The Toronto-Dominion Bank’s second-quarter earnings beat analysts’ estimates on the back of growth in Canadian personal and commercial banking, improved lending spreads and lower loan losses – all common themes across the big six banks this earnings season.
TD TD-T reported net income of $3.8 billion, or $2.07 per share, up 3% from a year earlier. However, the bank’s total profit included a one-time increase of $224 million resulting from a lawsuit settlement. Adjusting for one-time items, TD’s earnings were $2.02 per share, down slightly from a year earlier but beating analysts’ estimates of $1.93 per share.
Like many of its big six rivals, TD generated strong earnings in its Canadian personal and commercial banking division as loan growth rose 9% from a year earlier, boosted by residential real estate and commercial loans.
TD’s residential real estate lending business in Canada grew 9% year over year, while its commercial lending division grew 16%. Net interest margins, or the spread between the rates at which TD borrows money and then lends it to customers, have also increased, allowing the bank to earn more money per loan.
However, TD’s spending in this division also rose 9%, offsetting some of those gains as the bank spends to upgrade its technology and increase employee compensation.
In the United States, TD’s retail segment also saw earnings growth, although at a slower pace than in Canada. The U.S. division includes TD’s stake in Charles Schwab Corp., and the investment hurt the division’s earnings this quarter as profits fell 9% from a year earlier.
The second quarter of 2021 was an unusually busy time for discount brokers as retail traders piled into the stock market. Many of these traders have since pulled back now that the market is correcting, reducing trading revenue.

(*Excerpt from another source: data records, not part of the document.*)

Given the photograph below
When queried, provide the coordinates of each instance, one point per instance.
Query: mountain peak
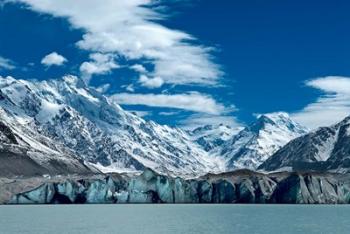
(279, 120)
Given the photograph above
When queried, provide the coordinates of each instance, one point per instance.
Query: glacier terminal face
(236, 187)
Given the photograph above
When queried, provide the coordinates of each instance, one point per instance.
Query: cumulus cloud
(151, 83)
(331, 107)
(99, 64)
(53, 59)
(131, 28)
(139, 68)
(195, 102)
(6, 64)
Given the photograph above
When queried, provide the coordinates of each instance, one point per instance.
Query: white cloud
(6, 64)
(131, 28)
(331, 107)
(151, 83)
(99, 64)
(191, 101)
(53, 59)
(139, 68)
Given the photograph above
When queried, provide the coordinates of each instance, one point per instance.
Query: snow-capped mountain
(258, 141)
(326, 148)
(24, 152)
(67, 113)
(211, 137)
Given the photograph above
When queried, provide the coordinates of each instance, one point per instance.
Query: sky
(188, 63)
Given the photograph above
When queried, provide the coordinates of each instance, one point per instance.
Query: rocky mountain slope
(258, 141)
(24, 152)
(211, 137)
(68, 116)
(327, 148)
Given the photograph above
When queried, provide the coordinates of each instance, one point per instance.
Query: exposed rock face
(66, 118)
(325, 149)
(235, 187)
(258, 141)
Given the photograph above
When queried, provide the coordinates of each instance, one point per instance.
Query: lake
(182, 219)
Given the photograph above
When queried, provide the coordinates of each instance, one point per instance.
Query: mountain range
(64, 127)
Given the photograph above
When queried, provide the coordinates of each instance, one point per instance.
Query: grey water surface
(182, 219)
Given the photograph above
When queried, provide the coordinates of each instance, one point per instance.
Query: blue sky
(190, 62)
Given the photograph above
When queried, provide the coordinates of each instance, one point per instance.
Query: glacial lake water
(182, 219)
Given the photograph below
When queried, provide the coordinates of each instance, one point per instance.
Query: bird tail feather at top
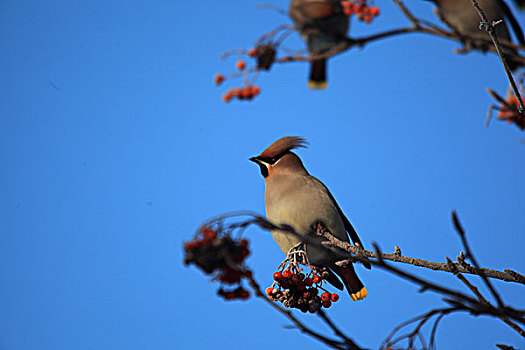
(353, 284)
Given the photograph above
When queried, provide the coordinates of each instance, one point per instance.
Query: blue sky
(115, 146)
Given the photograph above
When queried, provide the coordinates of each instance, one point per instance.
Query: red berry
(219, 78)
(240, 65)
(327, 304)
(227, 97)
(325, 296)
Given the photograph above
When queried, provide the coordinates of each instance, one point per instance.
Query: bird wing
(348, 226)
(518, 32)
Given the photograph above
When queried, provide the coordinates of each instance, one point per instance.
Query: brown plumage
(462, 15)
(296, 199)
(323, 26)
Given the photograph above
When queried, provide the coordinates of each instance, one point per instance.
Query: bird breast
(462, 15)
(300, 201)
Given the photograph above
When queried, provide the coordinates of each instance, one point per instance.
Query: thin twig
(461, 233)
(491, 30)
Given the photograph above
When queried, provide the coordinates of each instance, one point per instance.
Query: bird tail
(317, 78)
(353, 285)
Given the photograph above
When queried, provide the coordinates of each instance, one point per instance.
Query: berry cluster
(296, 290)
(264, 55)
(510, 112)
(244, 93)
(222, 256)
(361, 9)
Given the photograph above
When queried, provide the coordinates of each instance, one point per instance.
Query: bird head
(279, 158)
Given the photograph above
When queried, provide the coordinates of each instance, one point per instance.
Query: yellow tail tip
(317, 85)
(359, 295)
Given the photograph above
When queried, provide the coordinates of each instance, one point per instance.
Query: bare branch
(491, 30)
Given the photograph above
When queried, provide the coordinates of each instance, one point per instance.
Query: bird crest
(282, 145)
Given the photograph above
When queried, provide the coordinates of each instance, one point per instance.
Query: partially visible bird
(323, 26)
(298, 200)
(464, 17)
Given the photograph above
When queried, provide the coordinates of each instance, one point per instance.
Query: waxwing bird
(298, 200)
(323, 26)
(462, 15)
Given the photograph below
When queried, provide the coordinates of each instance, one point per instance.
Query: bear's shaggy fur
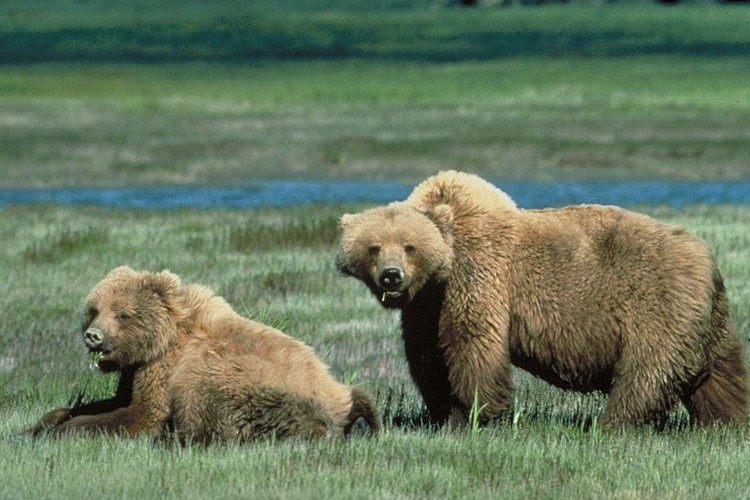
(585, 297)
(190, 364)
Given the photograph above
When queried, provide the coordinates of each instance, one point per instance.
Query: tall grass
(549, 446)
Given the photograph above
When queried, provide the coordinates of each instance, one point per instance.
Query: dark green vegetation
(101, 30)
(288, 277)
(584, 90)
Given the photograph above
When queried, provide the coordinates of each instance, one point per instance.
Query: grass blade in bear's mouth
(390, 295)
(94, 358)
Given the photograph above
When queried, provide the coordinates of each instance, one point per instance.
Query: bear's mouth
(95, 357)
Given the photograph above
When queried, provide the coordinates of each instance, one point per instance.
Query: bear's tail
(363, 407)
(723, 395)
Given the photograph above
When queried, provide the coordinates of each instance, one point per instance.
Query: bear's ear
(442, 216)
(164, 283)
(121, 271)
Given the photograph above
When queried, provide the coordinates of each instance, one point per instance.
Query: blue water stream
(285, 193)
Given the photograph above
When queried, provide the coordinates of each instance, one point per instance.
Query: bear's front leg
(49, 420)
(479, 370)
(129, 420)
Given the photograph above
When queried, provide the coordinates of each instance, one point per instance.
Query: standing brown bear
(188, 362)
(585, 297)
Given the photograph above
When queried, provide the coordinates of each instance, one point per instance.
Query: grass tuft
(58, 245)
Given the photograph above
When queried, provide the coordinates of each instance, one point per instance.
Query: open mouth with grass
(390, 294)
(95, 357)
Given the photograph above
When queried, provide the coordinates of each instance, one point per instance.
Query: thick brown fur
(585, 297)
(190, 364)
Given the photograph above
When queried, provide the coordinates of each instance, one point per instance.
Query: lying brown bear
(190, 363)
(586, 297)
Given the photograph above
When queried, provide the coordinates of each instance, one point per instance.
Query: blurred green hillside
(171, 30)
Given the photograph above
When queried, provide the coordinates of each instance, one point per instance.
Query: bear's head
(130, 318)
(396, 249)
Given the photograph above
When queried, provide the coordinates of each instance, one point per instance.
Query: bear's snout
(391, 277)
(93, 338)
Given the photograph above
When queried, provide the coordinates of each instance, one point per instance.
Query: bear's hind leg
(722, 397)
(637, 397)
(266, 412)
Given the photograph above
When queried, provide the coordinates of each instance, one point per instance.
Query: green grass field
(116, 92)
(632, 90)
(278, 265)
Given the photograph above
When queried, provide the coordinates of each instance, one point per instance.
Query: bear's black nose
(93, 337)
(391, 277)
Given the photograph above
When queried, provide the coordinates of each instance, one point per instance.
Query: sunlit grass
(549, 445)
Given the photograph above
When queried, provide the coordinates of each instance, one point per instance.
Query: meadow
(115, 93)
(277, 265)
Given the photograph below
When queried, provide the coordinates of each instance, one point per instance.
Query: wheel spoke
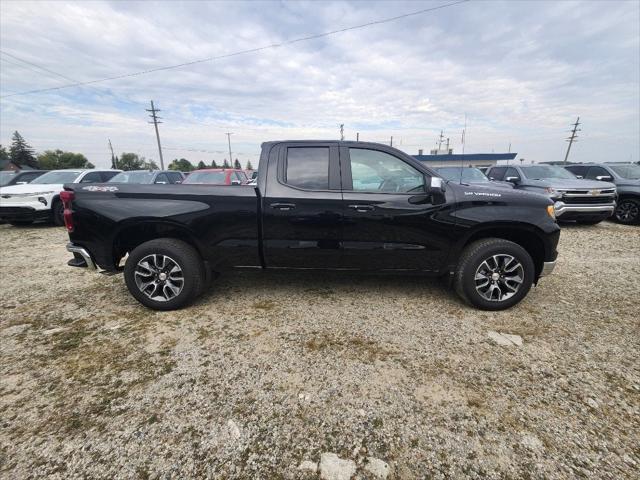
(159, 277)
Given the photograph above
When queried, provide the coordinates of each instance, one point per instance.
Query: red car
(217, 176)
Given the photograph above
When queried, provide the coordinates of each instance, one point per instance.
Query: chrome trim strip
(547, 268)
(83, 253)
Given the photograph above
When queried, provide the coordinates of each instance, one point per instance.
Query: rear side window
(497, 173)
(577, 170)
(106, 176)
(308, 168)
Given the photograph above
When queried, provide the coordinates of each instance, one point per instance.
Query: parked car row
(34, 195)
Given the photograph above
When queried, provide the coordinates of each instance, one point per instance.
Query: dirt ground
(269, 370)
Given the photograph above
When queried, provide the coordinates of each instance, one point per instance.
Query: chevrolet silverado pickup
(317, 205)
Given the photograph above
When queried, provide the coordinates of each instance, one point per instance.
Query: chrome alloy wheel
(499, 277)
(626, 211)
(159, 277)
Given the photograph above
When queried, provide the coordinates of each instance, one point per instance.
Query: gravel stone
(376, 467)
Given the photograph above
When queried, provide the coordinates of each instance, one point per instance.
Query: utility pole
(113, 157)
(228, 134)
(572, 138)
(155, 124)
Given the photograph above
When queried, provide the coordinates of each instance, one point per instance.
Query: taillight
(67, 197)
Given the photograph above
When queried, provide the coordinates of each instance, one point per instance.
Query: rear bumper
(547, 268)
(82, 257)
(570, 211)
(10, 214)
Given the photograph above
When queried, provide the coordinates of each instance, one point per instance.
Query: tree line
(22, 155)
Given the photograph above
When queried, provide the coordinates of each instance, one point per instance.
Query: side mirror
(436, 186)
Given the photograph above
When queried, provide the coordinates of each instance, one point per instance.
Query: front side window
(497, 173)
(627, 171)
(375, 171)
(308, 168)
(543, 172)
(596, 172)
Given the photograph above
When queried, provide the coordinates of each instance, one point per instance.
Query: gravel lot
(270, 370)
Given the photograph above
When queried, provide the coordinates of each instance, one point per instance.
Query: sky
(519, 72)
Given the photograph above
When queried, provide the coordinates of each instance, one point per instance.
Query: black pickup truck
(349, 206)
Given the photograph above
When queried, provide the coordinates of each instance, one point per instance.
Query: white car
(39, 200)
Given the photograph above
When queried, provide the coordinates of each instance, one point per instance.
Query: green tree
(56, 159)
(131, 161)
(21, 152)
(182, 165)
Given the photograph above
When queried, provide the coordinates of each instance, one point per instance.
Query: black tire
(471, 261)
(57, 213)
(627, 211)
(181, 254)
(21, 223)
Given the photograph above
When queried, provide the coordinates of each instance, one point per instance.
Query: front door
(388, 224)
(302, 207)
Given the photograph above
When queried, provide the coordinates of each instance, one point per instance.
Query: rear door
(384, 229)
(302, 207)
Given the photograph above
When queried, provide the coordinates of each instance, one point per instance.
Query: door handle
(362, 208)
(283, 206)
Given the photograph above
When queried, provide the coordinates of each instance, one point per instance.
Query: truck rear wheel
(494, 274)
(164, 274)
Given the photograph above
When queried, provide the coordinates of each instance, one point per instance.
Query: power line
(243, 52)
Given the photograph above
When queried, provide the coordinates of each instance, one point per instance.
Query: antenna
(572, 138)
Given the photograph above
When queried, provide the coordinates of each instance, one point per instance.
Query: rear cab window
(375, 171)
(307, 168)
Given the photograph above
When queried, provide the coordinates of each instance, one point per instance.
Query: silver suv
(585, 201)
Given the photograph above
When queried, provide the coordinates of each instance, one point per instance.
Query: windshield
(472, 175)
(57, 176)
(133, 177)
(546, 171)
(627, 171)
(215, 178)
(5, 177)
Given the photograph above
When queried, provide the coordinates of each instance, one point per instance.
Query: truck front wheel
(164, 274)
(494, 274)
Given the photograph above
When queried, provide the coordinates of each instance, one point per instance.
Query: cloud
(520, 71)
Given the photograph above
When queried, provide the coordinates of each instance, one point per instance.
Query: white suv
(39, 200)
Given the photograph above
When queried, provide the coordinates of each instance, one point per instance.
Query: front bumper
(23, 213)
(81, 257)
(565, 211)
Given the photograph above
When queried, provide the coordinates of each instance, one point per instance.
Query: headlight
(551, 211)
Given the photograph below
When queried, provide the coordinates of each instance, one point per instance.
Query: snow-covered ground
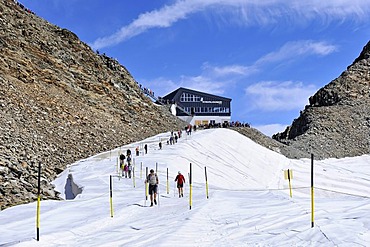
(248, 205)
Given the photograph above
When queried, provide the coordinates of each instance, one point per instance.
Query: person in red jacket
(180, 184)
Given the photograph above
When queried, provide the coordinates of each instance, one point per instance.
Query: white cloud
(296, 49)
(246, 12)
(279, 96)
(229, 70)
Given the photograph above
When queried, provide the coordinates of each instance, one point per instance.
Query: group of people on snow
(152, 178)
(153, 181)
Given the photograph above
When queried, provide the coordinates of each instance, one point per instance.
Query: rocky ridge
(61, 102)
(336, 123)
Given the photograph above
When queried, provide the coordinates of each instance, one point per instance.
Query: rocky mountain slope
(61, 102)
(336, 123)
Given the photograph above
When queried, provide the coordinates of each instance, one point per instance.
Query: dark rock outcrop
(61, 102)
(336, 123)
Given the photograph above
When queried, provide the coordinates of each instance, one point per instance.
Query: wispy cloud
(279, 96)
(246, 12)
(297, 49)
(270, 95)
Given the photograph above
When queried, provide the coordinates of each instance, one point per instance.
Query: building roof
(181, 90)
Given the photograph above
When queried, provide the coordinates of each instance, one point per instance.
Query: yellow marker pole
(205, 171)
(290, 184)
(190, 189)
(133, 176)
(118, 168)
(38, 205)
(141, 170)
(168, 183)
(312, 195)
(111, 196)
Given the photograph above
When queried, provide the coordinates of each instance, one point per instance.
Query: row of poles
(146, 193)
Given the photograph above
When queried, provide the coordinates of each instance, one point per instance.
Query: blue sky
(268, 56)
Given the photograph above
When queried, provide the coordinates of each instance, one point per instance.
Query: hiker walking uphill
(180, 183)
(152, 180)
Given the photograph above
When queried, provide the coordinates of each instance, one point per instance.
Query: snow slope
(248, 204)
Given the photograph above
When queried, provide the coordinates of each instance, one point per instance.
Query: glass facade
(187, 97)
(207, 109)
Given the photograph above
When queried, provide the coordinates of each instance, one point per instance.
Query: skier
(153, 181)
(121, 159)
(129, 166)
(180, 184)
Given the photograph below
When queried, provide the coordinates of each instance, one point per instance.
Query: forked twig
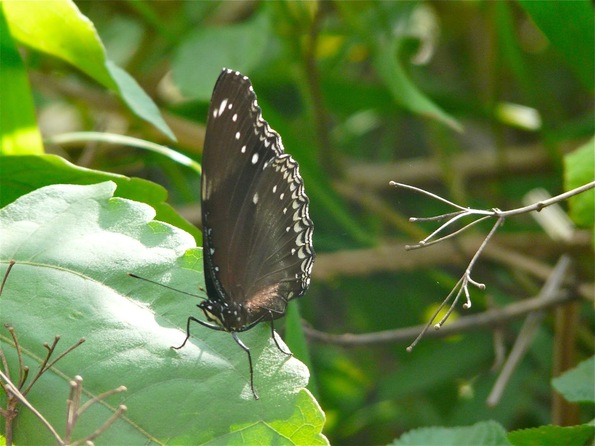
(439, 235)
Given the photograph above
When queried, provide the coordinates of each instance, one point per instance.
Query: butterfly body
(257, 232)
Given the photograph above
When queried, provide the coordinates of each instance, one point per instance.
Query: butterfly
(257, 232)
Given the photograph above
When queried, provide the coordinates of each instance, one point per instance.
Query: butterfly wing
(256, 228)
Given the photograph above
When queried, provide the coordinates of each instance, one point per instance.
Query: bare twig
(551, 287)
(45, 366)
(75, 410)
(462, 285)
(14, 391)
(489, 318)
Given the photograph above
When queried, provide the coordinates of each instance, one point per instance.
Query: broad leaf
(73, 246)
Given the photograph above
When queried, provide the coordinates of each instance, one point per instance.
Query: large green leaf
(18, 125)
(73, 246)
(22, 174)
(58, 28)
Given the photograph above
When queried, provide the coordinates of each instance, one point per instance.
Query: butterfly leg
(190, 319)
(277, 342)
(247, 350)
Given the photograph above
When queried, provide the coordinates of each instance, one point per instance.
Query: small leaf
(579, 169)
(576, 385)
(553, 436)
(22, 174)
(18, 126)
(58, 28)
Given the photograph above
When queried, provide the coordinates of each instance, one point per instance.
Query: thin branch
(551, 287)
(489, 318)
(434, 238)
(17, 394)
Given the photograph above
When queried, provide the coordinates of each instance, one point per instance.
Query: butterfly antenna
(166, 286)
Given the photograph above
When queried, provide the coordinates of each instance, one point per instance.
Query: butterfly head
(230, 317)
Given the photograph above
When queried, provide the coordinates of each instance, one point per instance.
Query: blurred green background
(476, 101)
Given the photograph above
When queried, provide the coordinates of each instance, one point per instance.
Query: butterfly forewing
(256, 228)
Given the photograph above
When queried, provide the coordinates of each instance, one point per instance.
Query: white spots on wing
(221, 108)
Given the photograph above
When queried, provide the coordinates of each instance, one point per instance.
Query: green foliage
(59, 29)
(130, 325)
(577, 385)
(477, 101)
(579, 169)
(484, 433)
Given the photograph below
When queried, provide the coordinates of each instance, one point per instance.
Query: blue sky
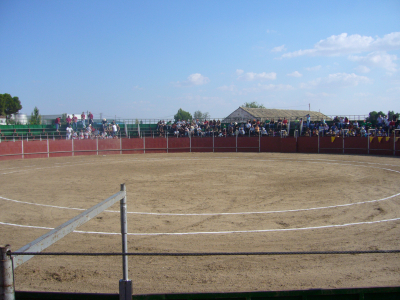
(147, 59)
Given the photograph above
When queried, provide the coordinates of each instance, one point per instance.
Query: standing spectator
(68, 120)
(90, 118)
(69, 132)
(74, 122)
(115, 130)
(284, 123)
(57, 122)
(83, 117)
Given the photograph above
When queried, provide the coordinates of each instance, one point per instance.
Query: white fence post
(6, 275)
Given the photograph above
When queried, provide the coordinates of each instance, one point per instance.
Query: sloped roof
(280, 113)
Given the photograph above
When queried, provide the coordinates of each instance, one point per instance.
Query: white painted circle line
(214, 214)
(334, 162)
(214, 232)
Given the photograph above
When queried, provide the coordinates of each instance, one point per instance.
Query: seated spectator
(284, 123)
(69, 132)
(81, 136)
(272, 124)
(68, 120)
(279, 125)
(264, 131)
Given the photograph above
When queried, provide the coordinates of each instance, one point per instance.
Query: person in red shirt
(74, 122)
(284, 123)
(68, 120)
(90, 119)
(83, 117)
(57, 122)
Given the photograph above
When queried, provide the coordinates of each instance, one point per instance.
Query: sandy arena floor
(192, 193)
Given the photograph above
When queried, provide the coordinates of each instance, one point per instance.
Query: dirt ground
(192, 193)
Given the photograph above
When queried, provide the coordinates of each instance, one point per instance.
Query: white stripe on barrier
(215, 232)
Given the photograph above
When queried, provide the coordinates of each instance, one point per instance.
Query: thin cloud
(192, 80)
(337, 80)
(362, 69)
(316, 68)
(295, 74)
(231, 88)
(279, 49)
(250, 76)
(345, 44)
(239, 72)
(377, 59)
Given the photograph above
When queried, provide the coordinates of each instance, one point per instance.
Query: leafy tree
(63, 119)
(36, 118)
(391, 114)
(9, 105)
(253, 105)
(201, 116)
(373, 117)
(182, 115)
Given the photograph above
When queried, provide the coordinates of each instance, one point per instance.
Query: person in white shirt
(69, 132)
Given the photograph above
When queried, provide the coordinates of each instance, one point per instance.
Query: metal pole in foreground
(6, 275)
(125, 285)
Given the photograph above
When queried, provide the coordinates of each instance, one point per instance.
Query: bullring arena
(207, 202)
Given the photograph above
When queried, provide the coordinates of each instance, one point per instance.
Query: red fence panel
(202, 144)
(248, 144)
(85, 147)
(332, 145)
(271, 144)
(132, 146)
(381, 146)
(10, 150)
(225, 144)
(109, 146)
(307, 144)
(178, 145)
(288, 145)
(356, 145)
(156, 145)
(37, 148)
(60, 148)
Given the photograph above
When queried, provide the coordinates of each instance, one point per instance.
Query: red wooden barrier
(109, 146)
(156, 145)
(352, 145)
(9, 149)
(331, 145)
(222, 144)
(85, 147)
(60, 148)
(202, 144)
(37, 148)
(178, 145)
(132, 146)
(248, 144)
(307, 144)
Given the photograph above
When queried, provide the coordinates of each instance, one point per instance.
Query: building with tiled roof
(244, 113)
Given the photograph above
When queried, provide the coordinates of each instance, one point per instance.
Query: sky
(148, 59)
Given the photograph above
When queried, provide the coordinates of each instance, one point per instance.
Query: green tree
(253, 105)
(391, 114)
(201, 116)
(373, 117)
(9, 105)
(36, 118)
(182, 115)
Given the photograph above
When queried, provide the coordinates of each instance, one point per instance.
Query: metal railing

Improved earnings from TD’s traditional banking divisions helped offset lower earnings from wholesale banking.
Heading into earnings season, Canadian banks’ capital market earnings are expected to fall due to a sharp decline in transactions over the past few months. The tough stock market has made it difficult for companies to raise funds because investors are shy to back funding, and merger and acquisition activity has slowed significantly because it’s unclear how to properly value a company. potential acquisition.
TD, however, is partially immune to this slowdown because its capital markets division typically generates a slower portion of its total profit than some big rivals. TD was also able to partially offset lower advisory fees with strong trading revenue. TD’s wholesale banking profits fell 6% from a year earlier.
TD’s $224 million one-time gain, reported as part of its U.S. retail profit, is a recapture of losses from an alleged Ponzi scheme at Commerce Bank, which TD acquired in 2008 TD has already paid hundreds of millions of dollars to settle the lawsuits. , and she was seeking partial reimbursement of the insurance policies she had taken out.